FOÇA’YA BİR MÜBADELE ANITI YAPILMALIDIR / Sebahattin Karaca
Sebahattin Karaca

Sebahattin Karaca

FOÇA’YA BİR MÜBADELE ANITI YAPILMALIDIR



Uzun zamandan beri Bulgaristan’a ve Yunanistan’a bir gezi fikri aklımdaydı. Hem de bu geziyi araba ile yapmak istiyordum. Biraz dinlenmek, biraz gezip görmek ve biraz da bu iki ülkenin turizmde nerede olduklarını deneyimlemek arzusundaydım. Aynı zamanda bu fırsattan yararlanarak, hala soydaşlarımızın yaşadığı bazı kentlerde, kendi çapımda ufak tefek araştırmalar yaparak, nerelerde hangi koşullarda yaşadıklarını, nelerle uğraştıklarını yerinde görmeye ve öğrenmeye çalışacaktım. Bu seyahatte eşim de bana yol arkadaşı olacaktı. Ayrıca Bulgaristan’ın Kazanlık kentinde on yıldan fazladır yaşayan, 60 yıllık okul arkadaşım Mehmet Ali ile buluşup birlikte gezimizi sürdürecektik.
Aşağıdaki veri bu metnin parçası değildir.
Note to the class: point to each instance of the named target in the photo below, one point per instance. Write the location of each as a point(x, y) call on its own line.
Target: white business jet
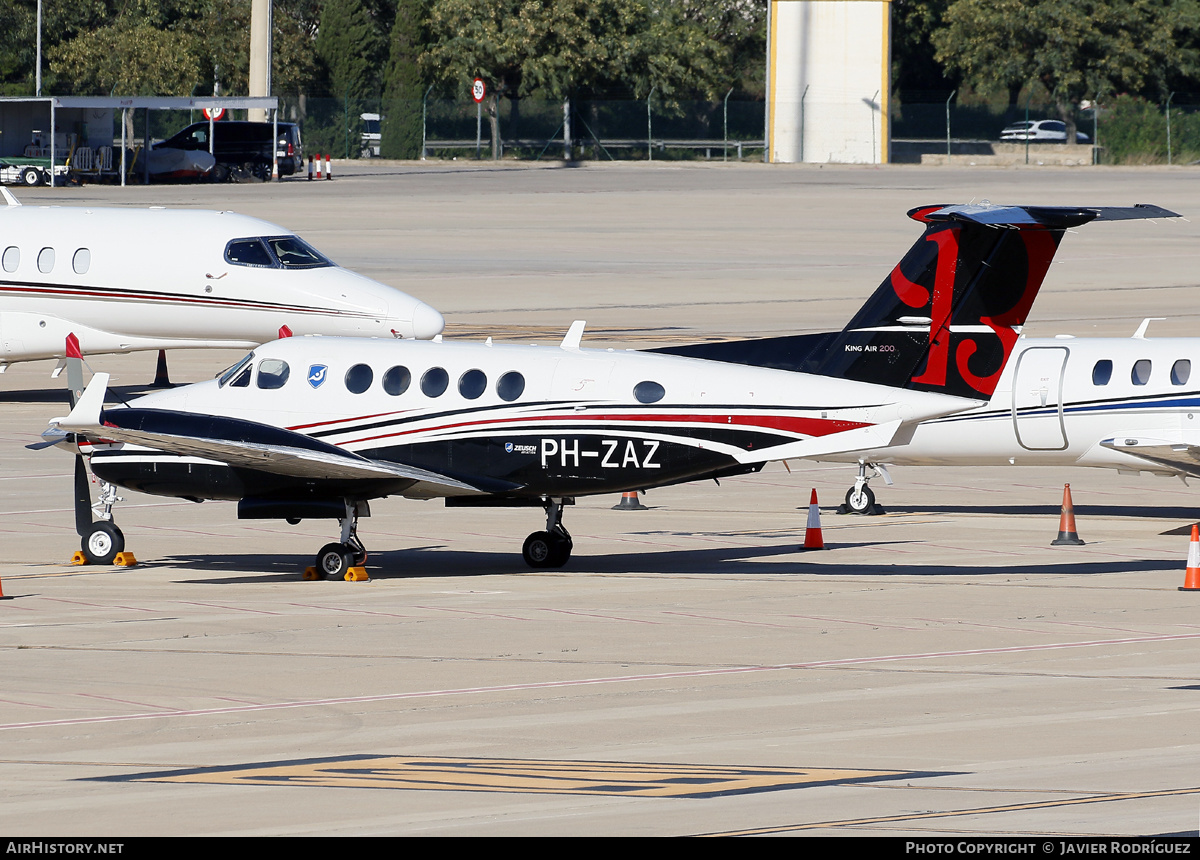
point(317, 427)
point(127, 280)
point(1131, 404)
Öyle de oldu. Her şey planlandığı gibi başladı. 5 Temmuz’da şafak vakti Foça’dan yola çıktık. Dura kalka, geze dolaşa gece yarısı Keşan’a vardık. Geceyi bir otelde geçirdik. Otel fena değildi. Analarının sütü gibi ödediğimiz parayı hak etmişlerdi. Ertesi gün saat 10:00 gibi Türkiye hududundan çıkıp Bulgaristan hududuna girdik. Pasaport, triptik, gümrük kontrollerinden geçtik. Kontroller sırasında insan haklarına çok önem verilen Avrupa Birliği’ne girmiş olmalarına rağmen, Bulgar görevlilerden komşuluk sıcaklığını maalesef yeteri kadar hissedemedik.
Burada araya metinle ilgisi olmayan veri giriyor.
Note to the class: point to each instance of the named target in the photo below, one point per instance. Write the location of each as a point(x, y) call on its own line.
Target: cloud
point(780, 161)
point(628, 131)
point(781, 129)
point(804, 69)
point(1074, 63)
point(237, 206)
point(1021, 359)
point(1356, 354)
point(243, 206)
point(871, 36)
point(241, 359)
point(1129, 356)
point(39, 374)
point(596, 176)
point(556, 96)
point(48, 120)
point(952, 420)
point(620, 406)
Ama Stara Zagora’da arkadaşım Mehmet Ali’nin bizi samimi, sıcak ve candan karşılaması her şeye değerdi. Bir kahve molasından sonra Kazanlık’a vardık. Otelimize yerleştik. Gırla giden hoş sohbet içinde anıları yad ettik.

Mehmet Ali, akşam tekrar buluşmak üzere 5-6 Km. uzaklıktaki evine gitti. Biz biraz dinlendikten sonra kendimizi sokaklara, meydanlara vurduk. Kentin güzel mekanlarında dolaştık. Dünyaca meşhur gül festivalini zaman açısından kaçırmıştık ama hatıra dükkanlarından festival için hazırlanmış gül ürünlerinden epey hediyelik aldık. Akşam Mehmet Ali ile yeniden buluşup bir Türk ailesi tarafından işletilen sıra dışı temiz, keyifli, menüsü zengin ve fiyatı da ülkemize göre yarı yarıya ucuz olan bir restoranda yemeğimizi yedik.
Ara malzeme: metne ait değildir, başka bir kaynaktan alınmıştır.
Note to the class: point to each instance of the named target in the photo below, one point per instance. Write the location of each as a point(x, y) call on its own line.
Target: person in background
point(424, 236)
Mehmet Ali, yemek sırasında mekân sahibinin bu kasabada başarılı nadir Türklerden biri olduğunu, bunun gibi sınırlı sayıda iş insanı bulunduğunu ancak çok sayıda soydaşımızın kendini geliştirmek için fırsat eşitliği bulmadığından dolayı iyi koşullara yaşamadığını anlattı. İki gün Kazanlık’ın pek çok yerini dolaştık. Güzel bir kent, görülmeye değer. Ben beğendim. Ancak hoşlanmadığım şeyler de yok değildi.

Mesela Parkta Türkçe konuştuklarını duyduğum iki yaşlı soydaşlarımıza yaklaştım. Selam verdim. İzin istedim. Yanlarına oturdum.

Bir müddet sonra “soydaşlarımızın kent merkezinin dışında bulunan küçük köylerde çok basit koşullarda yaşadıklarını gördüğümü ve bunun sebebinin ne olduğunu sorduğumda, aldığım cevap beni çok üzmüştü.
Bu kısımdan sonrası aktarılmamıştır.